For agents that should only read local files, run them without network access:

# Docker with no network
docker run --rm --network=none \
  -e ANTHROPIC_API_KEY="$KEY" \
  -v $(pwd):/app \
  my-agent-image

Note: the agent still needs network access to call the Anthropic API. Use Docker’s network policies to allow only api.anthropic.com:443 while blocking all other outbound traffic.

Secret Management

Never pass secrets through agent prompts. Use environment variables and configure tools to access them directly:

# Bad: secret in prompt
agent.run(f"Connect to database at postgres://admin:{DB_PASSWORD}@db.example.com/prod")
# Good: secret in environment, tool reads it
agent.run("Connect to the production database using the credentials in DATABASE_URL")

Next Steps

Yes. Wrap the agent.run() call in a web framework like Flask or FastAPI. Add request validation, authentication, and rate limiting. Each API request creates a new agent run.

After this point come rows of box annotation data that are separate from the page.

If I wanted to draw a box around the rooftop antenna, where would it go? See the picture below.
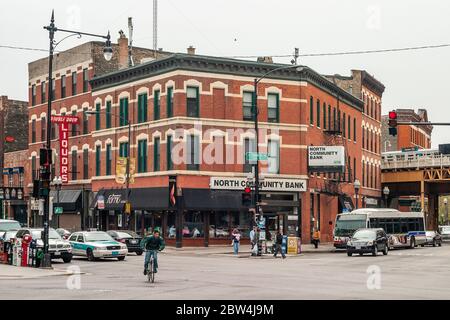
[128,17,134,67]
[153,0,158,59]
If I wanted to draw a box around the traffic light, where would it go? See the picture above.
[242,188,252,208]
[389,111,398,137]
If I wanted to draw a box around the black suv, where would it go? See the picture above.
[347,229,389,257]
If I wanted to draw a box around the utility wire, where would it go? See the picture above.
[229,43,450,59]
[0,43,450,59]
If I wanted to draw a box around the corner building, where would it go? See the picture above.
[87,54,364,247]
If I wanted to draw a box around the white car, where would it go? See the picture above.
[439,226,450,239]
[69,231,128,261]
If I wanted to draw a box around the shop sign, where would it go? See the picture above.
[51,116,79,183]
[0,187,23,200]
[308,146,345,172]
[209,177,307,192]
[97,196,105,210]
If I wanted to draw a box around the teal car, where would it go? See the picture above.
[69,231,128,261]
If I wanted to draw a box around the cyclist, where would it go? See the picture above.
[141,228,166,275]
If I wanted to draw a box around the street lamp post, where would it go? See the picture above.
[52,177,62,228]
[353,179,361,209]
[84,111,131,229]
[383,186,391,208]
[40,11,112,268]
[253,65,305,228]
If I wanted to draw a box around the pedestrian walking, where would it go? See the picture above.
[273,231,286,259]
[231,229,241,255]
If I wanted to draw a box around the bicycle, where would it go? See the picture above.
[147,255,155,283]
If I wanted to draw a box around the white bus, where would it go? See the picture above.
[333,209,426,249]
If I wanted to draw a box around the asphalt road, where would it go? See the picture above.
[0,244,450,300]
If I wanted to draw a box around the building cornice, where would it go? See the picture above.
[91,53,364,110]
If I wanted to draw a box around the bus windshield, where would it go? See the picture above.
[334,214,367,237]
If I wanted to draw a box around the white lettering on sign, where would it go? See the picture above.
[106,194,122,204]
[209,177,307,192]
[59,123,69,183]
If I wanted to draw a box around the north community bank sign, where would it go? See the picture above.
[209,177,306,192]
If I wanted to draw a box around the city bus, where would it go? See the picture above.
[333,209,426,249]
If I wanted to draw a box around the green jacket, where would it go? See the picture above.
[141,235,166,251]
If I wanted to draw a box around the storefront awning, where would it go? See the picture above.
[339,196,355,212]
[50,190,81,212]
[91,189,128,210]
[130,188,169,210]
[183,189,242,211]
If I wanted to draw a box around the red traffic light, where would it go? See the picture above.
[389,111,397,120]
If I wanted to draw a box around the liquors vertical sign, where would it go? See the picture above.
[52,116,78,183]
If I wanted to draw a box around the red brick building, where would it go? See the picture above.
[383,109,433,152]
[327,70,385,207]
[25,38,165,231]
[27,43,364,246]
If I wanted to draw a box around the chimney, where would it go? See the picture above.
[188,46,195,55]
[257,57,273,63]
[117,30,128,70]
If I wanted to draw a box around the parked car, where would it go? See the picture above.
[209,225,230,238]
[69,231,128,261]
[106,230,143,256]
[0,219,22,232]
[16,228,72,263]
[347,229,389,257]
[421,231,442,247]
[439,226,450,240]
[56,228,72,240]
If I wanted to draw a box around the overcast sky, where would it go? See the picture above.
[0,0,450,146]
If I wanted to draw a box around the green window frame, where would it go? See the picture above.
[316,99,320,128]
[119,142,128,158]
[138,139,147,173]
[153,138,161,172]
[106,144,112,176]
[153,90,161,120]
[242,91,255,121]
[167,87,173,118]
[95,146,102,177]
[267,93,280,123]
[105,101,112,129]
[119,98,128,127]
[95,103,102,131]
[138,93,148,123]
[186,87,200,118]
[166,136,173,171]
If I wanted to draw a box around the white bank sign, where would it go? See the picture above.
[210,177,307,192]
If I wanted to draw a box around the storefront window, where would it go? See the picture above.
[231,212,251,238]
[209,211,230,238]
[182,211,205,238]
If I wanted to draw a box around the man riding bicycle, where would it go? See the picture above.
[141,229,166,275]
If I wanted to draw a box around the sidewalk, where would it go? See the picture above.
[0,264,82,281]
[165,243,335,258]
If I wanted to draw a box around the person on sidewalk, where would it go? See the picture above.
[231,229,241,255]
[273,231,286,259]
[313,228,320,249]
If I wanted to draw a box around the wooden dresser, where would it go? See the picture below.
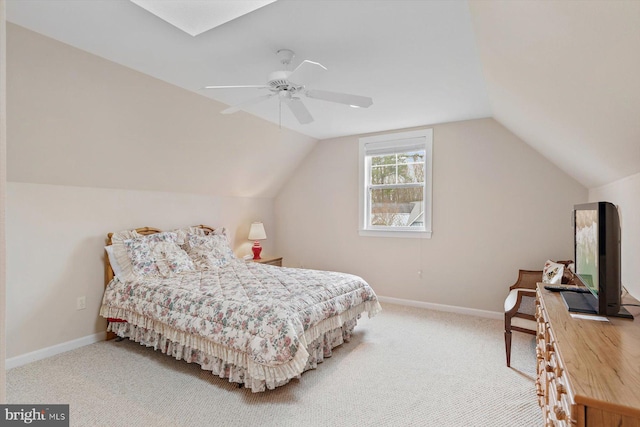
[536,283,640,427]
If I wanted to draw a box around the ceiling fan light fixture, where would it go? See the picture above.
[205,49,373,124]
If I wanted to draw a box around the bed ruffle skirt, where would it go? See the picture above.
[101,301,380,393]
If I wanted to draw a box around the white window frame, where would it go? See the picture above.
[358,129,433,239]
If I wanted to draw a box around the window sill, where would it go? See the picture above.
[358,230,431,239]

How do I test agents before deploying to production?

Create a test suite with known inputs and expected outputs. Run agents against these inputs and verify the final_output matches expectations. Use deterministic temperature (0.0) for reproducible results.

Can agents access the internet?

Yes, if you provide the web_search tool. Without it, agents can only access local files and run local commands. Control network access through tool selection and Docker network policies.